Troubleshoot Landscape Lighting

Troubleshoot Landscape Lighting

As a proud homeowner, you deserve to have your well-maintained lawn, flowers, and landscaping features stand out beautifully from the curb. Landscape lighting is great at accentuating your home. And that’s why it’s frustrating when your landscape lighting doesn’t work as it should.

But before you hit the panic button, take a deep breath and check this troubleshooting guide. Often the fix is easier than you think-allowing you to get your outdoor lighting shining bright again in no time.

  1.  Do you have power to your transformer?

It sounds obvious, but one of the main causes of lighting problems is a faulty electrical connection.

Why a power failure happens

  • Ground Fault Circuit Interrupter (GFCI) outlets trip if the connections get wet due to a heavy rainstorm, melting ice, or your sprinklers.
  • These circuits also trip easily when they get old. If your circuits trip often, they may be old and in need of replacement.

What to do about it

  • Be sure there are no nicks in the wire between the outlet and the transformer.
  • Find the test/reset buttons in your GFCI outlets (they’re located in the middle of of the outlet). Then press the reset buttons on each to see if that fixes the problem.

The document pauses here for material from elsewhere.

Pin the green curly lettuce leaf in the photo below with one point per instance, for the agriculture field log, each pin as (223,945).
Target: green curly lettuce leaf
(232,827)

2.  Is your timer set correctly?

Often, landscape lighting doesn’t work as you intended because of a timer problem.

Why a timer issue happens

  • Even timers with a battery backup can fully drain and stop functioning.
  • Power losses and other issues can cause timers to fail to come on at the scheduled time.
  • Old-style, photocell-controlled transformers may develop a short in their wiring, or something may block them, making it hard for them to properly detect lighting changes.
  • Bluetooth transformers can lose track of time after a power outage. As a result, your lighting might turn on and off at the wrong times.

What to do about it

  • Replace battery backups, or contact your landscaper to replace them for you.
  • To test photocells, cover them with black electrical tape to see if they turn on. Then remove the tape and make sure they turn off. If not, they may need to be replaced.
  • Check to see if plants have overgrown the photocells. If so, try trimming away the blackages.
  • Consider switching your timer to an astronomical clock that adjust to changing nighttime hour. These timers last longer and are more reliable than photocells.